# Infinite Solutions to e^x = c?

1. Nov 27, 2011

### Frogeyedpeas

Hello,

I have some background in complex analysis (a very minimal amount) but I did come up with a rather odd question.

Given a polynomial a + bx + cx^2 + dx^3... nx^n

There exists n or fewer solutions to the equation that each have a multiplicity of 1 to n.

Given that information suppose we take the exponential function e^x and break it down to its taylor series:

1 + x/1! + x^2/2! + x^3/3! + x^4/4!...

Doesn't that mean that there are infinite roots to the exponential function which may be equal to some type of infinity (or not)

The exponential-infinite roots of unity?

If they are positioned @ infinities then are there more "projective-like" relationships between them that allows you to differentiate between the roots of say e^x and 2^x?

2. Nov 27, 2011

### Sina

polynomials are defined for for finite orders of n and so those theorems are not valid for infinite series.

3. Nov 27, 2011

### Frogeyedpeas

Does that mean that theorems attached to them do not extend or generalize to infinite orders of n?

Example: The solution to the equation x3 + 1 = 0

We arrange it to:

x3 = -1

so x = $\sqrt[3]{-1}$ = -1 , $\frac{1 - i\sqrt{3}}{2}$, $\frac{1 + i\sqrt{3}}{2}$

The negatives of the three roots of unity...

Generalizing this to nx3 + 1 = 0 as n $\rightarrow$ $\infty$ we know that the absolute value of the three roots of the equation approach zero but we do know that no matter the projective geometric properties of the roots (such as the angles between them) do not change...

Likewise suppose we extend the nth roots where the coefficients are becoming smaller at a rate of n!. There will be some type of circle forming where the angle between the roots becomes smaller at a very predictable (geometric) rate.

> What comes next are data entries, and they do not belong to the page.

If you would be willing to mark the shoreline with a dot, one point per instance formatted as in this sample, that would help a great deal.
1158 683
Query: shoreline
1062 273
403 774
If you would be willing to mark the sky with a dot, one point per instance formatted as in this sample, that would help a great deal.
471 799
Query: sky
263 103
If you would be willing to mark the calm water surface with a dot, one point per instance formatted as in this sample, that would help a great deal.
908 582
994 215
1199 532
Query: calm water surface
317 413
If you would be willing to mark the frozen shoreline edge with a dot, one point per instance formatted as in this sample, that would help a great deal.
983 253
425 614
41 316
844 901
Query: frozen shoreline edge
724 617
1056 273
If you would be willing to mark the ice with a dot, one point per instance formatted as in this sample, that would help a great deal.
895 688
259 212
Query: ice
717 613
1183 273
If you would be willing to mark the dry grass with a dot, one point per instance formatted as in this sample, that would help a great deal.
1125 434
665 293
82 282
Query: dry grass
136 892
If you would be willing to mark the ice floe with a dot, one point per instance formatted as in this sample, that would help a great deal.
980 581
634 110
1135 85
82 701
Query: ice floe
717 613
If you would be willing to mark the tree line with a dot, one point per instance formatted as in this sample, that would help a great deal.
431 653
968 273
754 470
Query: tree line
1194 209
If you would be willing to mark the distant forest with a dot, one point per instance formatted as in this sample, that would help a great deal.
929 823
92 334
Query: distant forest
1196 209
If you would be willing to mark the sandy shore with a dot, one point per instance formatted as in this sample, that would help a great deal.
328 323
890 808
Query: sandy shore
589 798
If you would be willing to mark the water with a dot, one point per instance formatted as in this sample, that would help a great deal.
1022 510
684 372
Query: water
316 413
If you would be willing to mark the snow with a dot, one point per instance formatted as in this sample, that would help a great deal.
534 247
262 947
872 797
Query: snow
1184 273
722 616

So even though ex has infinite roots, all located @ infinity. That doesn't mean that we cannot analyze and differentiate them from one another.

4. Nov 27, 2011

### Sina

well I have never seen such an extension but these are not really the topics I am concentrating on so I will not make a certain statement about that :)

Also I do not see how you connected together "a polynomial with infinite order" with a polynomial with infinitely large coefficients

5. Nov 27, 2011

### Sina

In any case if x is a complex number given as a+ib then you can write ex as eacos(b) + ieasin(b). Now trying to solve ex = c +id is the same thing as eacos(b) = c and easin(b) = d. Then one method to solve this is look at the graph of z = exsin(y) and try to determine if it intersects the line z=d (and same for the other component too). In this case since your function has a sine term indeed for certain values of z it is possible to get infinite roots as it seems.

6. Nov 27, 2011

### Mute

By this logic, one might expect

$$e^z = 0$$

to have infinitely many solutions. In fact, it has none. ($z = -\infty$ doesn't really count, but even if it did, that would just be one solution, and $1 \ll \infty$).

7. Nov 28, 2011

### jackmell

That's a reflection of Picard's theorems: a non-constant entire function that's not a polynomial reaches all values with at most one exception, infinitely often. In the case of e^z, that exception is zero.

8. Nov 28, 2011

### HallsofIvy

Staff Emeritus
In complex analysis, the exponential functions and the trig functions, sine and cosine, pretty much become the same function: $e^{a+ bi}= e^a(cos(b)+ i sin(b))$ and, of course, the trig functions have an infinite number of solutions (or none).